Bugüne kadar benzer yapılar oluşturuldu ama bu konuda çok derin bir siyasi tecrübe sahibi değiliz. Toplumu savaş tehlikesine karşı uyarma konusunda neler yapılabilir? Bunu basın açıklamasının arkasından enine boyuna tartışma imkanı bulduk. Hatay’dan başlayıp bütün Suriye sınırı boyunca, konuyu gündeme getirip, halkla ve oradaki yerel örgütlerle ortak toplantılar düzenleme; Blok’un büyük kentlerde kurulması, inisiyatifin oralara taşınması gibi konular bir eylem planı içinde düşünüldü. Sınır görüşmelerinden ve oralardaki çalışmaların arkasından Ankara’da belki bir büyük toplu gösteri yapmak, Blok’un Meclisteki milletvekilleri aracılığı ile konuyu parlamentoya taşımak, yanı sıra uluslararası organlarla, barış yapılarıyla, Suriye sınırı ötesindeki barış örgütleriyle temas etmek, örneğin Kobani’ye gitmek ve oradaki durumu gözlemlemek, orada faaliyet göstermek... Bütün bunlar tartışıldı. 
Bir önemli şey de; Türkiye kamuoyuna savaşın tehlikesini yeniden hatırlatmak. Çatışmasızlık dönemi iki-üç yılı buldu ama bir yandan da Kobani’den her gün Kürt gençlerinin cenazesi geliyor Türkiye’ye. Ve batı bunun pek farkında değil. Bunları gündeme getirmek, bu genç insanların neden hayatlarını kaybettiğini anlatmamız lazım. Şunu memnuniyetle görüyoruz ki bütün bu kamplaşma, kışkırtma çabalarına rağmen Türkiye’de önemli bir kesim gerek sınırlarımız ötesinde, gerekse içerde savaşa karşı duruyor. 

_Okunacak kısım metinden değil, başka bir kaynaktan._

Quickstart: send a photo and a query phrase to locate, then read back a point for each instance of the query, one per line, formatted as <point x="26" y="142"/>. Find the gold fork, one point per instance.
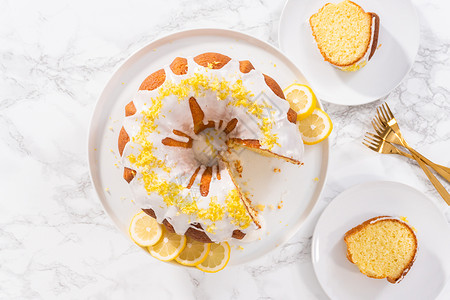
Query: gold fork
<point x="386" y="134"/>
<point x="377" y="144"/>
<point x="387" y="127"/>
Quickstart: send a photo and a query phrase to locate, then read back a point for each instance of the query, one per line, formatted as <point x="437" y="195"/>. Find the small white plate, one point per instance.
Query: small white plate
<point x="342" y="280"/>
<point x="298" y="187"/>
<point x="398" y="40"/>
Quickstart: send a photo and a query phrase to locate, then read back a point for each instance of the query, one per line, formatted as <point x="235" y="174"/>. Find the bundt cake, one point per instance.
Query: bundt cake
<point x="346" y="35"/>
<point x="178" y="127"/>
<point x="382" y="247"/>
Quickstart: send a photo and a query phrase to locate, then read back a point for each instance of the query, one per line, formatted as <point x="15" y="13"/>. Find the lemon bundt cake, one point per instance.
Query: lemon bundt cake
<point x="382" y="247"/>
<point x="346" y="36"/>
<point x="178" y="127"/>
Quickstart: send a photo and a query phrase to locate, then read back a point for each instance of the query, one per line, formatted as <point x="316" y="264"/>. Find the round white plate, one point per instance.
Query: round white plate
<point x="342" y="280"/>
<point x="298" y="187"/>
<point x="398" y="40"/>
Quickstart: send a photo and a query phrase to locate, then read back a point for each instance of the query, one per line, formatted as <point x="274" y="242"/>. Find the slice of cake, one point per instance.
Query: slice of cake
<point x="382" y="247"/>
<point x="345" y="34"/>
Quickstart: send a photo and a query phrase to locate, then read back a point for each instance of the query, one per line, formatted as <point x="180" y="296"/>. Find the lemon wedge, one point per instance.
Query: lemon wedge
<point x="301" y="99"/>
<point x="217" y="259"/>
<point x="169" y="246"/>
<point x="194" y="253"/>
<point x="144" y="230"/>
<point x="316" y="127"/>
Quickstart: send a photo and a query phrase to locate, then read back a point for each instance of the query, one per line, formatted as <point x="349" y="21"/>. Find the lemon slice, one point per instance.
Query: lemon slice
<point x="316" y="127"/>
<point x="301" y="98"/>
<point x="217" y="259"/>
<point x="169" y="246"/>
<point x="144" y="230"/>
<point x="194" y="253"/>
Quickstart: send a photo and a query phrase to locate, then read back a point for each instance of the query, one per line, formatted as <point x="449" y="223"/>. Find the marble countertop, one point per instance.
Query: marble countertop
<point x="56" y="242"/>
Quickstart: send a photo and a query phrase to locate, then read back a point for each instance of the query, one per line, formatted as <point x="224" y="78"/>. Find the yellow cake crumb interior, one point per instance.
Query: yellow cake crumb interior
<point x="342" y="32"/>
<point x="382" y="249"/>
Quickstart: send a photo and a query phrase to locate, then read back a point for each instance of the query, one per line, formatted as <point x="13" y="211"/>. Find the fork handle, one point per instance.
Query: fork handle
<point x="439" y="187"/>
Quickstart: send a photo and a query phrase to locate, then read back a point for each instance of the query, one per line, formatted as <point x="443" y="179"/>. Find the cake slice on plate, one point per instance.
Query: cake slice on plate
<point x="345" y="34"/>
<point x="382" y="247"/>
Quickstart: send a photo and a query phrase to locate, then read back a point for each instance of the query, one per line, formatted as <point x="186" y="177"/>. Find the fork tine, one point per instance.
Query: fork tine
<point x="378" y="128"/>
<point x="374" y="136"/>
<point x="369" y="146"/>
<point x="371" y="141"/>
<point x="381" y="116"/>
<point x="388" y="110"/>
<point x="385" y="114"/>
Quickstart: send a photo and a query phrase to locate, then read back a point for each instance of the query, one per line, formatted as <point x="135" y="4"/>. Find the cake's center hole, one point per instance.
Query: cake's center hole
<point x="207" y="145"/>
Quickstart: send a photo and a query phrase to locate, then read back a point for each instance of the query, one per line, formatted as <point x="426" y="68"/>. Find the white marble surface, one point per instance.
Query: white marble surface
<point x="56" y="241"/>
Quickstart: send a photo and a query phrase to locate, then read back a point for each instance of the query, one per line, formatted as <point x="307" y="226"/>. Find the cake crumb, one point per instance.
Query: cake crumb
<point x="238" y="167"/>
<point x="260" y="207"/>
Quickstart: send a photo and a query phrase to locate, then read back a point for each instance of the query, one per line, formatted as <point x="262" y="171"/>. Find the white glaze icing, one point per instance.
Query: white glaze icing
<point x="363" y="60"/>
<point x="175" y="114"/>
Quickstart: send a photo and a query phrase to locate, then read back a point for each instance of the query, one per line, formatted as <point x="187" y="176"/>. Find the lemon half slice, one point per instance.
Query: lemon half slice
<point x="169" y="246"/>
<point x="316" y="127"/>
<point x="144" y="230"/>
<point x="194" y="253"/>
<point x="301" y="99"/>
<point x="217" y="259"/>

O eğilimin son oranlarını anımsatalım; Gezici Araştırma Şirketi verilerine göre halkın yüzde 91’i Suriye operasyonuna karşı. Bu potansiyeli kucaklayabilmek de önemli, ne dersiniz?
Kesinlikle, bu son derece önemli. Öteden beri Türkiye toplumunun savaşa girmeme yönünde bir talebi var. Aslında bütün halklar böyledir. Çok ender durumlarda, bir toplumsal histeri sonucu, toplum savaş ister. Biraz tarih ve siyasi bilinci olan halkların başka türlü davranması zaten mümkün değil. 
Suriye müdahalesi, savaş tehlikesi, sadece savaş kavramları içinde düşünülebilecek bir şey değil. Türkiye içindeki eşitlikçi bir demokratik ortamın doğmasına da engel oluşturur. Yani siz sınırın güneyinde 50 kilometre ilerideki Kürtleri Türkiye için en büyük tehlike olarak göreceksiniz ama bir taraftan da sınırın içindeki 15-20 milyon Kürt insanıyla barışma görüşmeleri yapacaksınız. Bunlar akıl dışı çelişkiler. Böyle şey olmaz. Bu işi Türkiye’nin sindirmesi lazım, başka hiçbir çare yok. İşte Salih Müslim’in açıklamaları; “Sınırda biz tehlike değiliz, aksine terörizme karşı güvenceyiz” dedi çok haklı olarak. Bu aklıselimi bu siyasete egemen olanlardan bekleyebilir miyiz derseniz, tereddütlüyüm. Erdoğan’ın kendini koruma refleksine AKP’nin teslim olması, o kadar ki, koalisyon görüşmelerinde bunun neredeyse bir koşul olarak sunulması düşündürücü. Yani “Erdoğan’a laf söylediğiniz zaman bu iş olmaz” noktasına kadar vardırıyorlar. 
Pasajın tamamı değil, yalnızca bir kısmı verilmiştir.